Atto Bianco | Roberta Racis. La performance come viaggio interiore

Ott 15, 2024

A cura di Sara Raia

«I’m wandering in the fog». La eco di questo canto risuona in ognuno degli spettatori presenti in sala: erranti nella nebbia, a vagare senza una meta, ci siamo sentiti tutti. 

L’atmosfera austera e suggestiva, cattura gli spettatori fin dall’avvio della performance. Mentre i clacson del traffico stradale irrompono nel buio e nella quiete della sala dello Spazio Korper di Napoli, Roberta Racis invita il pubblico all’attenzione con Atto bianco, una performance riflessiva: nel momento in cui si è immersi pienamente nel mondo che la danzatrice sceglie di donare, non vi è più alcun contorno o suono esterno in grado di distrarre. La performance appare come un’esortazione al viaggio e a ciascuno è dato intraprendere il proprio, quello interiore. 

La danzatrice inizia a vacillare con anima e corpo ipnoticamente, dal principio manifestando la volontà di mostrare un universo senza mascherare nulla, superando e riscrivendo i canoni del balletto classico. Entrelacé e pirouettes à la seconde scomposte, circonduzioni che non si arrestano mai in una posizione definita, cadute e rotazioni. Al centro della scena vi è un corpo che incanta, attraverso movimenti ripetuti in serie ininterrotta e sempre in crescendo. Dei grand battements improvvisi sono il simbolo di uno slancio che mira ad essere sempre più potente e deciso. Un gesto liberatorio, uno sfogo a scacciare via ciò che pesa. I capelli sciolti della danzatrice sono il continuum del corpo che oscilla, sia lentamente sia velocemente, in diverse direzioni ma che non disorientano: fanno parte del percorso, ne sono la bussola. Ne consegue un’intensità capace d’ispirarsi al balletto per aggiungere poi modifiche ampiamente significative, per una messa in scena profonda in ogni sua parte. 

La cura del costume e della scenografia risaltano all’occhio, insieme alla scelta d’indossare scarpe da ginnastica. Alla fine della performance, quando un delicato velo fa da involucro alla minuta fisicità di quest’anima che straripa di sentimenti, viene utilizzata la struttura nera posta in fondo alla scena: in apparente marginalità, ora funge da imprescindibile dispositivo illuminante e risponde ai comandi tramite un piccolo telecomando. Giocando con l’alternanza lessicale, Atto bianco saluta il pubblico, interrogandolo ancora una volta. 
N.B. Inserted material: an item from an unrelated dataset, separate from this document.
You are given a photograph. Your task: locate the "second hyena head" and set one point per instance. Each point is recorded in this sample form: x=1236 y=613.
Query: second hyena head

Roberta Racis, eclettica danzatrice, con questa sperimentazione performativa genera un terremoto che assesta l’animo di chi osserva. Ammirandola, ci si sente parte di una silenziosa fragilità, del loop, di un dolore intimo e quasi volutamente oscurato. Ci si riconosce nel canto, negli sbalzi tonali e nella ripetitività d’azione a simboleggiare la gabbia emotiva dentro cui spesso si resta rinchiusi e da cui Atto bianco chiarisce che è possibile uscire.